Among the trends forecast in the market for specialists and managers in 2013 are the growth of 'crisis-proof' sectors, as well as the rise of the Made in Poland brand, which is related to an increase in the quality of work in Poland. Employers will increasingly be putting more pressure on the verification of candidates – more psychometric tests and assessment centres will be used. On the other hand, competition between employers for the best experts will intensify.
"Now is the perfect time to gain the upper hand and to win talent for an organisation. For this purpose, take care of employer branding. An interesting source of great employees can be from among those migrating from one business sector to another, such as bankers moving into FMCG, for example. “Using rich experiences from sectors other than our own, we can gain added value," said Mr Skiba.

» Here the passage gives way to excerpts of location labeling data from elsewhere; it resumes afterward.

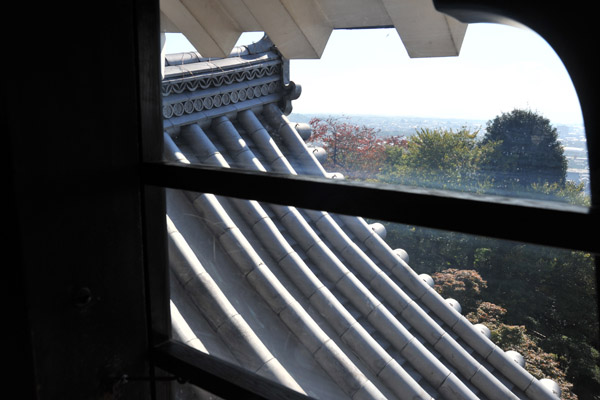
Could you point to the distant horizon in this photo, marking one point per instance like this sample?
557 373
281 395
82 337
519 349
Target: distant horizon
368 72
483 120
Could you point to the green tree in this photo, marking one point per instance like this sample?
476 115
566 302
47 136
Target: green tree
439 158
527 152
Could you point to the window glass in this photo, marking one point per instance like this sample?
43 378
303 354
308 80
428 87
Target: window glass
318 302
502 118
339 307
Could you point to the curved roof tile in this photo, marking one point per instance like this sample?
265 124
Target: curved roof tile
317 301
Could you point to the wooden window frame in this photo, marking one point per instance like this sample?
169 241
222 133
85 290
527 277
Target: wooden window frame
546 224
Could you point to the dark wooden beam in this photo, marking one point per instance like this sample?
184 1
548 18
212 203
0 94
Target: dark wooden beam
219 377
537 222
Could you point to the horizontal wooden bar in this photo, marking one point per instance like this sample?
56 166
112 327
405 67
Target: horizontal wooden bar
219 377
537 222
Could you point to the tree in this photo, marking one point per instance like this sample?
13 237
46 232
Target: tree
527 152
463 285
355 151
440 158
538 362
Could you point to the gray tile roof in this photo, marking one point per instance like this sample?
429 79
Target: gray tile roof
316 301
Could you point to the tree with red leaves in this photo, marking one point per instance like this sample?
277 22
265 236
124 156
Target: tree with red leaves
356 151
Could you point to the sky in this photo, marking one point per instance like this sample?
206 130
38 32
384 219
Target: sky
369 72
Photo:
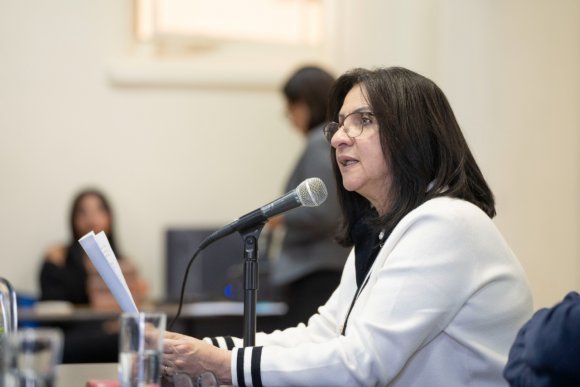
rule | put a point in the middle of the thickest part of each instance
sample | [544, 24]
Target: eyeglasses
[353, 124]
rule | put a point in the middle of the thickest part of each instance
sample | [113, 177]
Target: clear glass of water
[31, 356]
[141, 349]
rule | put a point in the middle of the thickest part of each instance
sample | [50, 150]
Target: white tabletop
[77, 375]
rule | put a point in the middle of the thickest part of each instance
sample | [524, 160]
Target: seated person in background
[309, 264]
[546, 352]
[67, 274]
[431, 294]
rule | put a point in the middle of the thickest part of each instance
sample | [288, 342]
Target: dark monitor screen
[214, 274]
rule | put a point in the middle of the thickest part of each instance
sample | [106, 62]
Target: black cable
[182, 294]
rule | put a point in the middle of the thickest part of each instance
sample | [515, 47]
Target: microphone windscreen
[312, 192]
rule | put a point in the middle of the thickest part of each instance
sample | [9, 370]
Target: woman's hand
[186, 354]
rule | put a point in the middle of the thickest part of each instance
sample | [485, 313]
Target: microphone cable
[182, 293]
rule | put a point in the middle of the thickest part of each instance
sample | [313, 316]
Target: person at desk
[309, 263]
[431, 294]
[67, 274]
[546, 352]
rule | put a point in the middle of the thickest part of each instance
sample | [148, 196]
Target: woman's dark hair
[76, 207]
[310, 85]
[422, 143]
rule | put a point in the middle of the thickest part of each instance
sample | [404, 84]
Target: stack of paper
[99, 250]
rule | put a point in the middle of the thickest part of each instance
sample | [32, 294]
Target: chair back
[8, 307]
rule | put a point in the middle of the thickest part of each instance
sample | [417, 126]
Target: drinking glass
[31, 356]
[141, 349]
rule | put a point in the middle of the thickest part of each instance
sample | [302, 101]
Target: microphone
[310, 193]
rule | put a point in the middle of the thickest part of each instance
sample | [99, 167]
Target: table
[77, 375]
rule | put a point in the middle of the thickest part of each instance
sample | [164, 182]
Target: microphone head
[312, 192]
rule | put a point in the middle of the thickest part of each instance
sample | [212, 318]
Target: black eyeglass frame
[332, 127]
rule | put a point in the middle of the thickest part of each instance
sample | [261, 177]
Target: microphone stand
[250, 237]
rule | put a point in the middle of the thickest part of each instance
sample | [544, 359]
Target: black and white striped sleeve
[246, 363]
[245, 360]
[224, 342]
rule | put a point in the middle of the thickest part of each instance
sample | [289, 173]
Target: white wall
[185, 155]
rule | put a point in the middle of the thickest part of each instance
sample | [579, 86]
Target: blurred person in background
[67, 274]
[309, 262]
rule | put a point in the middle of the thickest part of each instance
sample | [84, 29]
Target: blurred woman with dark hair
[67, 274]
[310, 261]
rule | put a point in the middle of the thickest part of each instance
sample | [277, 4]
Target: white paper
[101, 254]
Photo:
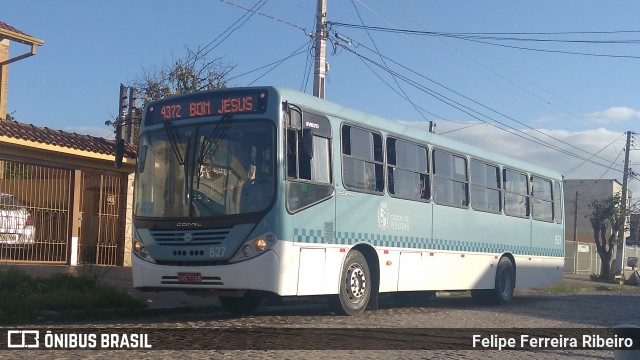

From the perspective of the Polish Information and Foreign Investment Agency (PAIiIZ), the labour market is also looking positive. Agata Mężyńska said, “looking at the current influx of new projects leads us to believe that 2013 will be no worse, and may be even be better than last year.” She pointed to the the significant number of new inward investment in the shared-services/business process outsourcing sector. Michael Dembinski, head of policy at the BPCC added that Poland was on the UK's target list of 20 key economies, suggesting that the country had become an increasingly attractive market for British investors.
The discussion was summarised by Jacek Męcina from the Ministry of Labour, who began by asking HR Policy Group members to introduce themselves and their businesses. According to the minister, the labour market situation will improve soon; this, says Mr Męcina can be seen from the falling number of firms announcing restructuring plans. The biggest challenges from the perspective of the ministry are to ensure jobs for young people, offering comprehensive support to unlock their entrepreneurial potential, as well as helping people over the age of 50 to re-enter the labour market. The minister noted that these are extremely valuable human resources, and that access to human capital, motivation and ability will, in coming years, be one of Poland's most important competitive advantages. According to Mr Męcina, raising the employment rate to 10% would bring an extra 40 billion zlotys into the state budget.